第100話

「今、俺の第六感は冴えに冴え渡っていて、ずっと警告してくるんですよ。あの兄ちゃんだけには絶対に近付いちゃならねえし、お嬢にもこれ以上関わらせちゃいけねえと!」

「へえ。じゃあ、具体的にはどんな?」


 浩介は自分に向けられているトングの切っ先にひるむどころか、まるで何でもない事のように素早く奪い取り、元あった定位置へと戻す。そして「トングをおもちゃにするなよな」と言いながら振り返れば、そこには苦虫を嚙み潰したかのような顔をした正臣の姿があった。


「それは、うまく言えやせん……」

「何だそりゃ。結局あんたは、妹分に近付いてくる野郎が気に入らないだけだろ? 天野まで巻き込んで大人げない真似をするのはやめとけよ」

「……っ、うまく言えないのは俺に学がないからで、あいつが何か隠している事だけは間違いねえんだよ‼」


 正臣は今、生まれて初めて己の頭の悪さを後悔していた。


 極道に生きる者なら、腕っぷしの強さと気風の良さ、後はどんな厄介事にも乗り越えて生き残っていける運さえあれば、それでいいと思っていた。だから以前までは「これからはビジネスにもしっかり関わっていかなきゃダメだ」と豪語する優也の考えが分からなかったし、理解しようとも思わなかった。


 だが、この『ハッピーマート所橋一丁目店』に来て、曲がりなりにも堅気の仕事をこなしていくようになってから、前よりも自分の視野が広くなったような気がしている。堅気さんがどのようなブツを望むか。それらをどのような配置にしておけば、どれだけの売り上げに繋がっていくか。ただ、ブツを渡して金を受け取るだけのいつもの取引と違って、いかにうまく質や味の類を説明する事で堅気さんが満足して買っていくのか……正臣は何も知らなかったのである。


 だからこそ、今の自分の気持ちをうまく浩介に伝えられないのがひたすらもどかしい。朝倉聡一郎と向き合った時に感じた、あの類を見ない異様な雰囲気。あの若さでそれを纏うなど、それこそ優也ほどの実績と修羅場を潜り抜けていないとあり得ない。

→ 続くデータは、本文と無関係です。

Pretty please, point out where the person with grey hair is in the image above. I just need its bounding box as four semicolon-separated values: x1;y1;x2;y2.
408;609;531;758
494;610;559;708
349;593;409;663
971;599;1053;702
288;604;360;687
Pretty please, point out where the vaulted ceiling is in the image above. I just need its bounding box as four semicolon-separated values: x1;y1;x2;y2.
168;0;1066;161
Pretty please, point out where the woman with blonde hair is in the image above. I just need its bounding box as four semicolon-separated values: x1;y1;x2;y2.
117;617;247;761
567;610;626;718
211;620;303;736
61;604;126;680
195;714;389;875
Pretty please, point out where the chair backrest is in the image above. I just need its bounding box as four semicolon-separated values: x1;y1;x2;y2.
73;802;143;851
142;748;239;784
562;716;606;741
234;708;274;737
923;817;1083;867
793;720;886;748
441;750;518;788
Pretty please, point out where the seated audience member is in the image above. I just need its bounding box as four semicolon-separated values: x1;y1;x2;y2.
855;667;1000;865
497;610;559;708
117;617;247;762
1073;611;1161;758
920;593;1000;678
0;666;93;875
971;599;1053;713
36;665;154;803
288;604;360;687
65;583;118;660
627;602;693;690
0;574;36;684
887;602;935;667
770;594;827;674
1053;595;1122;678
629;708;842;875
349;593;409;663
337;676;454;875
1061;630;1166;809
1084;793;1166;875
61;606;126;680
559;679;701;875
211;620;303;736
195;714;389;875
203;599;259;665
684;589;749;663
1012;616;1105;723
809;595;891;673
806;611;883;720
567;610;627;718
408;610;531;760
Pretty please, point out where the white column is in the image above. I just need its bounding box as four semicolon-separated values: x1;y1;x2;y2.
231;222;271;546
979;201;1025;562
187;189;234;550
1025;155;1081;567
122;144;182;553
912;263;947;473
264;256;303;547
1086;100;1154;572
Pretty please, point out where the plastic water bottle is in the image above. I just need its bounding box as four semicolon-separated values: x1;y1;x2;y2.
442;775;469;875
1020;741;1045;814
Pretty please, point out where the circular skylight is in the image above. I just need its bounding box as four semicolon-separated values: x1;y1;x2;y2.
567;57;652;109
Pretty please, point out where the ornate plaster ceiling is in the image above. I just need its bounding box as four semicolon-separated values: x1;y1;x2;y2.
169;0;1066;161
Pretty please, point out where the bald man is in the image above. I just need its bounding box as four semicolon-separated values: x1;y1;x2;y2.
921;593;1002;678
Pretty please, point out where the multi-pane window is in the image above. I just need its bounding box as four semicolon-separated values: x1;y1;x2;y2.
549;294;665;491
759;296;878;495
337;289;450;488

「と、とにかく俺は天野ちゃんと一緒で、お嬢があいつに惚れてるのは断固反対なんです! お嬢にはもっとふさわしい男がきっと……て、おい! 新本のアニキ!」


 どうにかその言葉だけを振り絞りながら言い切ろうとした正臣だったが、その相手となる浩介はもう彼の正面に立っていなかった。それどころか営業スマイル満点で、この時間に来るにしてはかなり珍しい相手の接客をしていた。


「いらっしゃいませ、朝倉さん! どうしたんですか、こんな時間に?」

「いや、何。テレビのリモコンの電池が切れちまってな。単三電池はどこにあるんだ?」


 正臣の全身がびくりと震える。決して聞き間違いなどするはずもないその声に彼が勢いよくレジカウンターの向こうに目を向けると、そこにはかつて若かりし頃の正臣が最も苦手としていた男が立っていた。